She’s the enemy now, he thought, feeling shaky but determined. He wondered, briefly if he should tell someone about the attack – wasn’t that what enemies did? – and then disregarded the thought. My life for her job, he thought, and that hadn’t been his reasoning at the time but it seemed fair from his new non-friendly vantage point.
With that sorted, Sirius turned his attention to the Dementors. He hadn’t slept well – all right, at all – overnight because of them, but they weren’t affecting him much while he was awake, other than to make him feel cold, or make him think something depressing on occasion. He’d been the same for his first day in Azkaban, and then everything had hit him like a rampaging Hippogriff on his second night in prison. He didn’t intend to let that happen this time; he needed to be as mentally sound as possible while he was dealing with the Aurors.
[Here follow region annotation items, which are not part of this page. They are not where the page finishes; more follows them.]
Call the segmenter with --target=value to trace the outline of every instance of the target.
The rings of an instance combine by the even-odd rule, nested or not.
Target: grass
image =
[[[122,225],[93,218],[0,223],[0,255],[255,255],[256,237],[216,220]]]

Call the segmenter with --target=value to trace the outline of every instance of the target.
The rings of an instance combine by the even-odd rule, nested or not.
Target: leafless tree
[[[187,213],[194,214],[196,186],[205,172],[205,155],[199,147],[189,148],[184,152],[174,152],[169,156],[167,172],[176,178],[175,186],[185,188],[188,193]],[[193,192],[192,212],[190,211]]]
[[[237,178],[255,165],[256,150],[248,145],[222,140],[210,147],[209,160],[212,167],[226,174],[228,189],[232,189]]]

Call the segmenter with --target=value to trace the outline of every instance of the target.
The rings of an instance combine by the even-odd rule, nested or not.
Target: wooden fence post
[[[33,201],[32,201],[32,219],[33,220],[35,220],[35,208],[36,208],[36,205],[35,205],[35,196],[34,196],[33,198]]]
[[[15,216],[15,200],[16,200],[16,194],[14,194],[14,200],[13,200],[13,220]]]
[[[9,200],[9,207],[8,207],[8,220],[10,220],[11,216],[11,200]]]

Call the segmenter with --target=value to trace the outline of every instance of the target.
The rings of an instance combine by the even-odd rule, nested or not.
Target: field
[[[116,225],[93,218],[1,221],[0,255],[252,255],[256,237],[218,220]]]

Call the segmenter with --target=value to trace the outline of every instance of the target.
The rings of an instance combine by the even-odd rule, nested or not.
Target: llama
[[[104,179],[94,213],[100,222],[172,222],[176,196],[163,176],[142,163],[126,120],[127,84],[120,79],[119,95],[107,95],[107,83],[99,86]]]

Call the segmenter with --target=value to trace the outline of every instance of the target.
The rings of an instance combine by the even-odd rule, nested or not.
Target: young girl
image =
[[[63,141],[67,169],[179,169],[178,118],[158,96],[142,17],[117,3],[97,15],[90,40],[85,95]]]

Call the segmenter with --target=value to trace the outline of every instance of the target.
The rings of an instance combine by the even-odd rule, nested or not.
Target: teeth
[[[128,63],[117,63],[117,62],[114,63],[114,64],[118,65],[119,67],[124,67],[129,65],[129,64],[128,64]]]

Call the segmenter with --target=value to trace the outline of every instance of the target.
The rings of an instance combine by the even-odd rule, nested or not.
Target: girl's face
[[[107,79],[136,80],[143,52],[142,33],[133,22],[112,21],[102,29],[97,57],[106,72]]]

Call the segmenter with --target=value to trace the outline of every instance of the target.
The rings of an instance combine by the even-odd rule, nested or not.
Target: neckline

He wasn’t going to tell anyone about Peter just yet – that was something to hint at, and then bring out at his trial – but he couldn’t refuse to share other details or they’d decide he was a waste of time. It would be a very delicate process. He hoped Remus came to visit; he knew he wouldn’t get any news of Harry from anyone else.
Sirius took a deep breath. He closed his eyes, willing himself to fall deeper and deeper into his mind. Azkaban bloomed, like an ugly grey flower and Sirius was standing on grey stone, instead of lying on his lumpy bed. He pushed open the door of his cell and stepped out.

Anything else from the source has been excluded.